# Feedsearch Crawler
[](https://pypi.org/project/feedsearch-crawler/)


Feedsearch Crawler is a Python library for searching websites for [RSS](https://en.wikipedia.org/wiki/RSS), [Atom](https://en.wikipedia.org/wiki/Atom_(Web_standard)), and [JSON](https://jsonfeed.org/) feeds.

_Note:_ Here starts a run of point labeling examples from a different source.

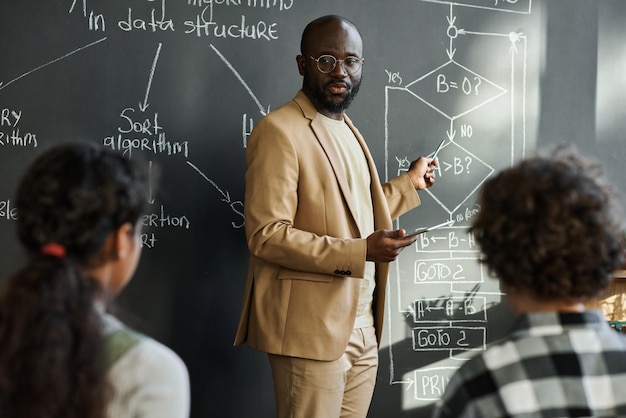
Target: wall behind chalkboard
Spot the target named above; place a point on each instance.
(181, 84)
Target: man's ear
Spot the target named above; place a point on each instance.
(123, 240)
(300, 60)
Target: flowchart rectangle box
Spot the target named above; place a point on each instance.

It is a continuation of my work on [Feedsearch](https://github.com/DBeath/feedsearch), which is itself a continuation of the work done by [Dan Foreman-Mackey](http://dfm.io/) on [Feedfinder2](https://github.com/dfm/feedfinder2), which in turn is based on [feedfinder](http://www.aaronsw.com/2002/feedfinder/) - originally written by [Mark Pilgrim](http://en.wikipedia.org/wiki/Mark_Pilgrim_(software_developer)) and subsequently maintained by
[Aaron Swartz](http://en.wikipedia.org/wiki/Aaron_Swartz) until his untimely death.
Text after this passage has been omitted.